The Cognitive Memory Layer (CML) gives LLMs a neuro-inspired memory system: episodic and semantic storage, consolidation, and active forgetting. It fits into agents, RAG pipelines, and personalized apps as a persistent, queryable memory backend. This SDK provides sync and async HTTP clients for a CML server, plus an optional in-process embedded engine (lite mode: SQLite and local embeddings, no server). You get write/read/turn, sessions, admin and batch operations, and a helper for OpenAI chat.
Who it's for: Developers building AI applications that need persistent, queryable memory — chatbots, agents, evaluation pipelines, and personalized assistants.
What you can do:
- Power agent loops with retrieved context and store observations in memory.
- Add memory to RAG pipelines so retrieval is informed by prior interactions.
- Personalize by user or session with namespaces and session-scoped context.
- Run benchmarks with eval mode and temporal fidelity (historical timestamps). For bulk evaluation, the server supports
LLM_INTERNAL__*and the eval script supports--ingestion-workers; see configuration. - Run embedded without a server for development, demos, or single-machine apps.

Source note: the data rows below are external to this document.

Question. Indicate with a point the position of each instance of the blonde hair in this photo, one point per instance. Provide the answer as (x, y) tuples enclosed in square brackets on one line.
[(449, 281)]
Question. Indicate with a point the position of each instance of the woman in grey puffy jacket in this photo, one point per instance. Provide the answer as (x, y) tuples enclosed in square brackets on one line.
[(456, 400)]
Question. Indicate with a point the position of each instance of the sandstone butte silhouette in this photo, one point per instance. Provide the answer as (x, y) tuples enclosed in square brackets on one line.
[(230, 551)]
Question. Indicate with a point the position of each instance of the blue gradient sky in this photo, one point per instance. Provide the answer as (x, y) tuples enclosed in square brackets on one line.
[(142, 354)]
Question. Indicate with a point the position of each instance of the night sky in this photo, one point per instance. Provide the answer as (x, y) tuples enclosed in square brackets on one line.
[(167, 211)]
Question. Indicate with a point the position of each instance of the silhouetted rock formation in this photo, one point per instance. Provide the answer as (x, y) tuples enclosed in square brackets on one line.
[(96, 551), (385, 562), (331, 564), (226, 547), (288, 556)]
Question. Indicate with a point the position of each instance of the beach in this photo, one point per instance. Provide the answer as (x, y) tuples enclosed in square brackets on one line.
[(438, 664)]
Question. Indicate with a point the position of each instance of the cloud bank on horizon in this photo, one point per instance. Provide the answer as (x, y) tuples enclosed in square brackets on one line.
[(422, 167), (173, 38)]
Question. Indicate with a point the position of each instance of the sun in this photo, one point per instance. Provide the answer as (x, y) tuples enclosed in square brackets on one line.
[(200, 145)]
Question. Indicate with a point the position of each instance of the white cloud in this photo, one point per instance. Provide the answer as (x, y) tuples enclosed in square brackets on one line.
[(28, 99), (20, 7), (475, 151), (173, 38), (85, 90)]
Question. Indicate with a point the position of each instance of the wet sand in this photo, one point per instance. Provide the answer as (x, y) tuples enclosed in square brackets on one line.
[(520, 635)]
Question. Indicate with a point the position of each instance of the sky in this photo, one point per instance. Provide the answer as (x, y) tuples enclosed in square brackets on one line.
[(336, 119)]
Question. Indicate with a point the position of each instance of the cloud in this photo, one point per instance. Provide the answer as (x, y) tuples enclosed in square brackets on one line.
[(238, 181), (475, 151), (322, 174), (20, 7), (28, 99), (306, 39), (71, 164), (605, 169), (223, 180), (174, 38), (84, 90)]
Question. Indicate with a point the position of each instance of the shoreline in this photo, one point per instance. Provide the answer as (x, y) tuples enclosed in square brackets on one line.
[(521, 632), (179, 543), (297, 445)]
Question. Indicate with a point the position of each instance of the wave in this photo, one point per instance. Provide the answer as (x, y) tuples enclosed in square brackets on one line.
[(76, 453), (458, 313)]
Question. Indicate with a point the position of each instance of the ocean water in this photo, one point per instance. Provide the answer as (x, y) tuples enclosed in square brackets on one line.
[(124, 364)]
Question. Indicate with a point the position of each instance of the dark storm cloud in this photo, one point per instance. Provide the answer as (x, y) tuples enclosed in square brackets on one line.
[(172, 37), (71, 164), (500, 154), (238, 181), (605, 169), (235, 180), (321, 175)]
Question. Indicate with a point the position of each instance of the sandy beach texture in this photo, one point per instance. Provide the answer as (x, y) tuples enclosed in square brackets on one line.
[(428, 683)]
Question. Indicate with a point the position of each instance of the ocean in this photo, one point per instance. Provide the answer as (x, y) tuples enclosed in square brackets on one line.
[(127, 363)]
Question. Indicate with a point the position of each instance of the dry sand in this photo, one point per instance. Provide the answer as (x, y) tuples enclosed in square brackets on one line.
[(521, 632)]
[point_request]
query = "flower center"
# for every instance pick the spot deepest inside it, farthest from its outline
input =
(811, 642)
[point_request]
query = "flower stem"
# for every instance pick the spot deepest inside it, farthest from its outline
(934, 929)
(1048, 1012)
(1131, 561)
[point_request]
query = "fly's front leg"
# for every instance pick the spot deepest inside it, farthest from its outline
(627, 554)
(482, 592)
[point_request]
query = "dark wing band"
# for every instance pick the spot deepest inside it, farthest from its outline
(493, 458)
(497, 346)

What's new (1.4.x): session-scoped write route support in SessionScope/AsyncSessionScope, new dashboard/admin helpers (dashboard_facts, dashboard_invalidate_fact, dashboard_export_memories, graph_overview, admin_consolidate, admin_forget), embedded provider parity fixes, and wrapper parity updates for user_timezone/timestamp. See CHANGELOG.
Installation
pip install cognitive-memory-layer
Embedded mode (run the CML engine in-process, no server). In lite mode, only the episodic (vector) store is used; the neocortical (graph/semantic) store is disabled, so there is no knowledge graph or semantic consolidation. Best for development, demos, or single-machine apps.
pip install cognitive-memory-layer[embedded]
From the monorepo, the server and SDK are built from the repository root (single pyproject.toml). Install in editable mode with optional extras:
# From repo root: install SDK only
pip install -e .
# From repo root: install server + SDK
pip install -e ".[server,dev]"
# From repo root: install SDK with embedded mode (in-process engine)
pip install -e ".[embedded]"
Quick start
Sync client — Connect to a CML server, write a memory, read by query, and run a turn with a session; use result.context for LLM injection and result.memories (or result.constraints when the server returns them) for structured access.
from cml import CognitiveMemoryLayer
with CognitiveMemoryLayer(api_key="sk-...", base_url="http://localhost:8000") as memory:
memory.write("User prefers vegetarian food.")
result = memory.read("What does the user eat?")
print(result.context) # Formatted for LLM injection
for m in result.memories:
print(m.text, m.relevance)
turn = memory.turn(user_message="What should I eat tonight?", session_id="session-001")
print(turn.memory_context)
Async client — Same flow as sync; use async with and await for all operations.
import asyncio
from cml import AsyncCognitiveMemoryLayer
async def main():
async with AsyncCognitiveMemoryLayer(api_key="sk-...", base_url="http://localhost:8000") as memory:
await memory.write("User prefers dark mode.")
result = await memory.read("user preferences")
print(result.context)
asyncio.run(main())
Embedded mode — No server: SQLite plus local embeddings (lite mode). Use db_path for persistence.
import asyncio
from cml import EmbeddedCognitiveMemoryLayer
async def main():
async with EmbeddedCognitiveMemoryLayer() as memory:
await memory.write("User prefers vegetarian food.")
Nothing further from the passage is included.